Next the PSW is stored, then the SP. Next the address of the next instruction that would have been executed had the break not happened, that was pushed as a result of the interrupt, is stored. This is done by popping the accumulator again, which gets the high byte of the address. Then the low byte is popped into the accumulator and stored. This ends the tricky stuff, that needed to be done first.
The rest of the stores are pretty straightforward, with the register being loaded into the accumulator, and then stored at the location pointed to by dptr. Lastly the dptr is loaded with 4000h and the internal RAM locations are stored. I notice a problem with this routine. I need to load the PSW with a 00h, to make sure that we are using bank 0. I'll change that for BEGIN3.ASM. Otherwise, if we were in one of the ISR's, the r0 and r1 that is used wouldn't end up in the proper locatons.

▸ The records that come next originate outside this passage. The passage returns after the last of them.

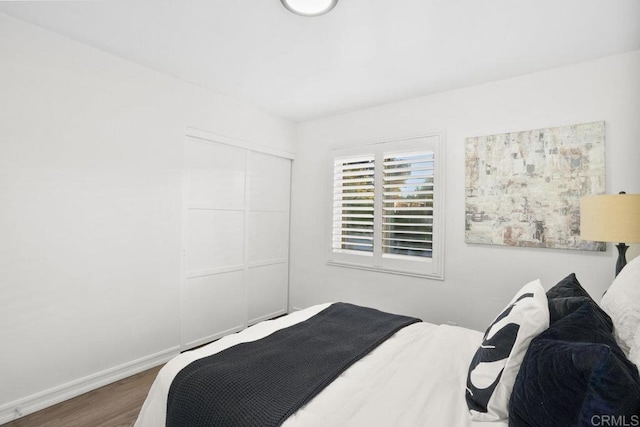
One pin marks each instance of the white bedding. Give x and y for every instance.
(415, 378)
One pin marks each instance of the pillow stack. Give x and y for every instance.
(575, 373)
(622, 303)
(496, 363)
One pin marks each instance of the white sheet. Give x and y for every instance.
(415, 378)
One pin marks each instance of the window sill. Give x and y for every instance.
(432, 276)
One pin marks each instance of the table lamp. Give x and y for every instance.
(611, 218)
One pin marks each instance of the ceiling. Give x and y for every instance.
(363, 53)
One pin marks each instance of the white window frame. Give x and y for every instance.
(397, 264)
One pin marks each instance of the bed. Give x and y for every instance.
(435, 375)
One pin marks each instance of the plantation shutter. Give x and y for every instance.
(387, 207)
(407, 217)
(353, 204)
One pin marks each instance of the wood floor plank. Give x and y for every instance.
(114, 405)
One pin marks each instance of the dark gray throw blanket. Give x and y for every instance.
(261, 383)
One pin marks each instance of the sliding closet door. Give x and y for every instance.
(213, 291)
(268, 255)
(236, 239)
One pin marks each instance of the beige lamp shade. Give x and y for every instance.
(610, 218)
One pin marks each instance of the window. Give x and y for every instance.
(386, 207)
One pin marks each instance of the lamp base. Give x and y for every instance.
(622, 259)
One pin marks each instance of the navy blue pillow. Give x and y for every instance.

The first to go are r0 and r1, which are then used for the rest of the locations. When all have been dumped, the program goes into a closed loop, and waits there forever. Now the LOAD/RUN can be placed in the LOAD position, and DUMPI.EXE can be ran on the PC to see the data. You can also run DUMPM.EXE to view any external memory. See the docs in kenutils.zip for more info on this.
You'll notice, towards the end of the listing, a sort of template (msg01) and some text that was used by a routine called stmsg. This was to output a startup message in the display. The routine is still in the code, and you can see how the display is arranged. Following that are various lookup tables and at the end is some X-10 information.
THIS IS THE END
That ends this course. I'm sorry I took so long, but at least it's done now. I Hope that I gave you the itch to go further, since what I've given you here is definitly not the last word on micros. It's just a feeble beginning. I may update this course from time to time, to fix problems that I find. I will try to indicate it by changing dates on the various lessons. By the time you read this I will have updated BEGIN3.ASM to reflect the things that I noticed were wrong in BEGIN2.ASM. However begin2.asm is functional and will run perfectly, as written. I will also update the schematic to show the parts connected to the analog inputs of the A/D converter.
Good luck on your pursuits, and God Bless You.